Well my biggest fear is that we do nothing. Ashdown is being lost due to a cessation of activity by man. This is working land and always has been, today it is important to over a million visitors a year as a place for leisure and relaxation, but without proper care and grazing it will be lost. People literally won’t be able to see the Forest for the trees! In another fifty years every view over the forest could be lost, its open character could be lost, that is a frightening rate of change. My hopes are that more people will learn to love and respect the Forest. This is a very important landscape steeped in history, it is a part of our heritage and it can provide for us for thousands of years more if we care for it in a sustainable way.

Why do we see Ashdown Rangers cutting down trees so often?

I hope people will recognise that and realise that this open heathy landscape is so special and is not ‘natural’, by which I mean it is not wild, the open heath will disappear rapidly without appropriate management. I hope people will understand this is a working landscape which has the grazing of animals at its heart, a few people get upset when they see our rangers cutting down trees, but clearing encroaching birch trees is not the same as clear felling primary Amazon rain forest. If sheep and cattle were grazing the land in the way they have done for millenia we would not need to clear birch as it wouldn’t be growing. People see our rangers cutting down birch trees and think we are harming the landscape, they don’t understand why we need to do this. Interestingly people also complain if a favourite view becomes overgrown and obscured!

If you had an audience with government Ministers what would you bring to their attention?

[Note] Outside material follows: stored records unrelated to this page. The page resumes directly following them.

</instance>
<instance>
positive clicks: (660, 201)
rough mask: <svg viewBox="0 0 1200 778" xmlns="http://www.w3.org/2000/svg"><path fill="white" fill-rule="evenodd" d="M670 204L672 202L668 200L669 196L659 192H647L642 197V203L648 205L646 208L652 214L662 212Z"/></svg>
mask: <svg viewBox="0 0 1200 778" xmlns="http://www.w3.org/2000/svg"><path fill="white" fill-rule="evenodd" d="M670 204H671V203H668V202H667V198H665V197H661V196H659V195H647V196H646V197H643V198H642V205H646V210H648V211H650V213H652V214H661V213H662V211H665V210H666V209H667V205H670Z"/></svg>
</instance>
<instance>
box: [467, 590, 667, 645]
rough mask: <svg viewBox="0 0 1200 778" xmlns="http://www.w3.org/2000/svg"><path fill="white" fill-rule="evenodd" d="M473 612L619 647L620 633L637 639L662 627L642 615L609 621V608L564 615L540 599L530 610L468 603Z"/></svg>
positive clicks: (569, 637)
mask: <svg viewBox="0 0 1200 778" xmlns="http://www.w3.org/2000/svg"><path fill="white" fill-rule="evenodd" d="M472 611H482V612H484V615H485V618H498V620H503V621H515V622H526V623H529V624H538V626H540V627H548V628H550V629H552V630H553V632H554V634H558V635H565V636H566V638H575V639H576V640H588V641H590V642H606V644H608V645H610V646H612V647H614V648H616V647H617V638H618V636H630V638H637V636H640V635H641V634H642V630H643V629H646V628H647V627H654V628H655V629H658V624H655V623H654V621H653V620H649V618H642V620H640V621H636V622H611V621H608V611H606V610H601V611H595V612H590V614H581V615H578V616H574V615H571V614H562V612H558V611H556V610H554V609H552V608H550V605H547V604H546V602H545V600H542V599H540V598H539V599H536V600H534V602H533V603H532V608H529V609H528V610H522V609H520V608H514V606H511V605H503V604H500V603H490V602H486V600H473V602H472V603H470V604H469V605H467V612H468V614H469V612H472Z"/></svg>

Stewardship is hugely valuable but needs to be rolled out across whole landscape. Put getting into the countryside on the health agenda, realise how valuable it can be as a preventative health measure and fund it accordingly. I would like to see a national campaign to eat venison. The number of deer across the forest, but also much of Britain, are at unnaturally high levels. There is, on average, one car accident involving deer on Ashdown every day! And those are the ones that get reported. Humanely hunted venison, taken by organised and properly licensed stalkers is a very healthy, lean, tastey and genuinely free range meat. There needs to be a market for wild venison in order to support sensible management of our deer population; in doing so we will protect people from death and injury on our roads and protect forestry business and ancient woodland (deer can be very damaging to woodland, especially recently cut traditional coppice).